For the past few years, Georgia Tech School of Interactive Computing Assistant Professor Munmun De Choudhury has pursued research that gathers insights about mental health through digital traces individuals leave behind on social media.
Under a new $2.7 million grant from the National Institutes of Mental Health (NIMH), she and a team of researchers at Northwell Health will apply that new information in a clinical setting in hopes of improving treatment.
“In our past research, we have gained a number of new insights, but I see an opportunity to influence real world people and outcomes,” De Choudhury said. “Going beyond just academic and empirical findings, how do you take that information and make a difference in people’s lives? What research challenges do such translations pose to the computing domain?”
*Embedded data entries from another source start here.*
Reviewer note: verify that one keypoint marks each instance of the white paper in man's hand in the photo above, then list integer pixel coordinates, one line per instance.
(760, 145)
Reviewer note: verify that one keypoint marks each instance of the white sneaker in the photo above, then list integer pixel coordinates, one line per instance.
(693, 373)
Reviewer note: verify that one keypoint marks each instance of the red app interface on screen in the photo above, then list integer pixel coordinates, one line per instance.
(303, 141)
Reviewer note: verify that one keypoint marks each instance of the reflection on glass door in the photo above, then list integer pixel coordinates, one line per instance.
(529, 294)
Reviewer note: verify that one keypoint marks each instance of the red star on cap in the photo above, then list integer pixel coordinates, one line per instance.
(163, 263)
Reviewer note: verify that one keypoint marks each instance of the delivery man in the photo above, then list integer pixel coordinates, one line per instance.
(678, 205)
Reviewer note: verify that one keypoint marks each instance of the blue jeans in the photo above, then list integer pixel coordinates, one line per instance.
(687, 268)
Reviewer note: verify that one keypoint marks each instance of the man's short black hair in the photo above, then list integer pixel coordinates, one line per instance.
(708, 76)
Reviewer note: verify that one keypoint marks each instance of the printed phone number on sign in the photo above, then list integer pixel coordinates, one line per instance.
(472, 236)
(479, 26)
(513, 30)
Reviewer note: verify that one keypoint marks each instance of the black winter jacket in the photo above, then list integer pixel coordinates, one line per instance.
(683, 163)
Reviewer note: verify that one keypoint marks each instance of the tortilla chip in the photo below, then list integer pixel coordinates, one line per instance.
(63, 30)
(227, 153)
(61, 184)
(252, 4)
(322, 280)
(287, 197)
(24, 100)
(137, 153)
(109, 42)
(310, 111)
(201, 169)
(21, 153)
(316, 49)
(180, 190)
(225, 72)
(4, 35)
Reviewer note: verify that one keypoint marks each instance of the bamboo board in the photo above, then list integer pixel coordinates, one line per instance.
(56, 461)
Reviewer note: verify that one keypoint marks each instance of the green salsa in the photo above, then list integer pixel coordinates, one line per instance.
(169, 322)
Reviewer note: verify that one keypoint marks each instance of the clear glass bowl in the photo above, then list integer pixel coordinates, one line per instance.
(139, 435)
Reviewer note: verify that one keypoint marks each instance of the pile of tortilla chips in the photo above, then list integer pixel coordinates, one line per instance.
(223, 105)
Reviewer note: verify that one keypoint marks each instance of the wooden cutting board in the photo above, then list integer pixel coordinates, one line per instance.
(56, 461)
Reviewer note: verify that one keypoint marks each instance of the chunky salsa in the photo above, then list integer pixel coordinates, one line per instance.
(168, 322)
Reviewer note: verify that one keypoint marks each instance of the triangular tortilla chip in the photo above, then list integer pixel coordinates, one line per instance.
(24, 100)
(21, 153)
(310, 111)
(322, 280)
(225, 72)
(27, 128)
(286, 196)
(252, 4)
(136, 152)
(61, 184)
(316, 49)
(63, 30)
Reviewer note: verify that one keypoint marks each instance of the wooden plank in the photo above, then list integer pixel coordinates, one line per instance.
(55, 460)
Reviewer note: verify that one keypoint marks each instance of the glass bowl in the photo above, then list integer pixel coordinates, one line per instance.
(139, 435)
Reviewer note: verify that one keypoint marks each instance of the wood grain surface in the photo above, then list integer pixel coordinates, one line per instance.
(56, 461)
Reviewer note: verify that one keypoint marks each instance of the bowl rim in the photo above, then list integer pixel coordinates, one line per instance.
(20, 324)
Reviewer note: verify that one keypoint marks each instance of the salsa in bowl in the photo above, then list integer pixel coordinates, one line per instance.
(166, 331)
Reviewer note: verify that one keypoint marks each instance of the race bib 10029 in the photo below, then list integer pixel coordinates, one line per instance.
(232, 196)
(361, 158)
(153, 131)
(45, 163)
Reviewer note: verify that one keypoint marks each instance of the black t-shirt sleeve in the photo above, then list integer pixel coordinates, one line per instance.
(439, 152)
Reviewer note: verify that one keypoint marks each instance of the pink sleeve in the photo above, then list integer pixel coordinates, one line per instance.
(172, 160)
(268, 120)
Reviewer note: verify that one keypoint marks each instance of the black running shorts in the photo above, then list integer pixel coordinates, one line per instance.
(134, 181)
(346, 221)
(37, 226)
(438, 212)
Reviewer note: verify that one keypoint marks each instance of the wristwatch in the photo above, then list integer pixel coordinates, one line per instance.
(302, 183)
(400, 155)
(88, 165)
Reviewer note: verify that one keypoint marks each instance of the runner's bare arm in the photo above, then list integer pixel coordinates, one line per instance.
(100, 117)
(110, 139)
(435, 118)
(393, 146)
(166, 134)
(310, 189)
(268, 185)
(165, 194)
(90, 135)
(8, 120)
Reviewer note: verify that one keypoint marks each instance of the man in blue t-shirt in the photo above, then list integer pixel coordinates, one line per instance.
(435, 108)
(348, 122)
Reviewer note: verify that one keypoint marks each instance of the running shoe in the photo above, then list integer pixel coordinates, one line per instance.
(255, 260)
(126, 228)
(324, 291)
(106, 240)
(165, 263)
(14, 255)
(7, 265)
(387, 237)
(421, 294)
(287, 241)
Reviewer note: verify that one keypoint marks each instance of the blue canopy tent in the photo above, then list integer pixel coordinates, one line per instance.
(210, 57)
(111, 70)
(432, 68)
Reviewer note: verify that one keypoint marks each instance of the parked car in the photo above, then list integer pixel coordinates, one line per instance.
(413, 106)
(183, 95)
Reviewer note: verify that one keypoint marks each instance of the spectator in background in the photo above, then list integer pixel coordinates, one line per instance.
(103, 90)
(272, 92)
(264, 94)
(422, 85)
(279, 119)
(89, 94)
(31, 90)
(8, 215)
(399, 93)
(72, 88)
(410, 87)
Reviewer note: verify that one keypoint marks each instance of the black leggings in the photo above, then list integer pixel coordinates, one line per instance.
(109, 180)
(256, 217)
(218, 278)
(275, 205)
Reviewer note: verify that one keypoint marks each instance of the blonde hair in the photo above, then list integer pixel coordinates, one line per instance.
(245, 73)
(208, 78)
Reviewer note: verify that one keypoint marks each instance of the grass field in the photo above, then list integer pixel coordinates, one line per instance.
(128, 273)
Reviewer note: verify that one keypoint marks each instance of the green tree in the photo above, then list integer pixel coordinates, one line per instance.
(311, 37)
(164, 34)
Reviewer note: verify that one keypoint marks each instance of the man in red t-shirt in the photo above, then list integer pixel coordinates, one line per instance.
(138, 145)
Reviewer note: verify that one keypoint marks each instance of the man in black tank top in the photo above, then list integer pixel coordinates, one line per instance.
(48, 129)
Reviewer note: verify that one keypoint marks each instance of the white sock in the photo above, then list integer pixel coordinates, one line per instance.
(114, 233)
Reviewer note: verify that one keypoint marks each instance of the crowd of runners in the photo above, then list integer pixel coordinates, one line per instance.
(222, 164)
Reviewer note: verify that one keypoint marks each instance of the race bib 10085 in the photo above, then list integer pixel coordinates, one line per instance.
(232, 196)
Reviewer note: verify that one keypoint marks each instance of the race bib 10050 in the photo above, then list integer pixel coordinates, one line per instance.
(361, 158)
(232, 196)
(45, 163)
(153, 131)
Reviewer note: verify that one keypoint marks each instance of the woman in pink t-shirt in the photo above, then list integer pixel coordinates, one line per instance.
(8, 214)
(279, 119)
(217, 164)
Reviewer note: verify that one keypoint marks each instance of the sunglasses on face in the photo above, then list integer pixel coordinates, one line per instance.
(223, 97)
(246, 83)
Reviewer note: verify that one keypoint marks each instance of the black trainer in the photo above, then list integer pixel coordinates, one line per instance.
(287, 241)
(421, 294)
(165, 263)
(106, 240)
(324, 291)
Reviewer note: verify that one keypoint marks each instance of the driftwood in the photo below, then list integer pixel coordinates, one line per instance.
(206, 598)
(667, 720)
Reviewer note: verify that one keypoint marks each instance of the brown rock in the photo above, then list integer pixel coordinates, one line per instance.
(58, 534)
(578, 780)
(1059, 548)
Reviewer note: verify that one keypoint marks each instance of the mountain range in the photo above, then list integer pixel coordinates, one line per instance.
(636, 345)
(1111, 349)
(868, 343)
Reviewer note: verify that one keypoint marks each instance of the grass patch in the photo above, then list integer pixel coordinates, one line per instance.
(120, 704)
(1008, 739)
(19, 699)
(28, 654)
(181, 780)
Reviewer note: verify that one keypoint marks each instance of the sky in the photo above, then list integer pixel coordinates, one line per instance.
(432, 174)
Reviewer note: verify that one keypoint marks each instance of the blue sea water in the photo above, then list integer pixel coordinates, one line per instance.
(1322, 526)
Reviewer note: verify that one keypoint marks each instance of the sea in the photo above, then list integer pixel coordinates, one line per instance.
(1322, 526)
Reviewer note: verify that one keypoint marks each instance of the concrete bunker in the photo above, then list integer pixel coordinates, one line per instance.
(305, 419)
This grant offers the researchers that opportunity. It will be one of the first in which computing researchers and leading experts in psychiatry research are coming together to influence how treatment can be delivered harnessing patient-contributed data. The grant is funded through a new NIMH program designed to inform and support delivery of high quality mental health services.
The idea is to build machine learning algorithms based on data that mental health patients voluntarily share with the research team, including both clinicians at Northwell Health and researchers in De Choudhury’s lab at Georgia Tech. With these algorithms, they hope to identify different risk markers and symptom changes that appear in social media posts to identify changes and trends in an individual over time.
By combing a number of different social media sources, primarily Facebook and Twitter, they will look at the use of words or patterns of words an individual uses. In mental illnesses like schizophrenia, the main population they will explore, that is important information to know.
“If they are feeling delusional or experiencing paranoia, what is it that they are saying,” De Choudhury said. “We can look at social interactions and see whether they might be feeling isolation, which can have a negative impact on mental health. Nuances of language styles, like the way people use articles or pronouns, can say a lot about their psychological state, as well, which has been shown in our and co-investigator (University of Texas Professor) Jamie Pennebaker’s prior work.”
The population they will focus on comprises younger individuals, largely teens and early 20s, who have had a first episode of schizophrenia. Most will have only recently been diagnosed and admitted to a specialized treatment facility directed by the collaborators on the project in New York. The goal is to use the information gathered in their digital traces to identify risk markers that signal a potential relapse.
“Schizophrenia is a challenging and debilitating illness,” De Choudhury said. “Even people under treatment have a high chance of relapse with negative outcomes on quality of life, productivity, and functioning. Symptoms often come back, and most mental illnesses are only managed, not cured.”
Better management means that the treatment is timely and highly adaptable to the patient’s needs, De Choudhury said. Unfortunately, that’s a challenge because, in clinical settings, there is very little knowledge about a patient’s day-to-day life. Unlike a disease such as cancer, which has an objective screening that can identify its presence and severity, mental illnesses are based on what is reported. These self-reports are often skewed, based on what a patient wants to tell or remembers.
“In some ways, the treatment paradigm right now is not very evidence based,” she said. “But to prevent relapse, it’s important that we try to be as precise and proactive as possible.”
The project will span four years and began on April 15.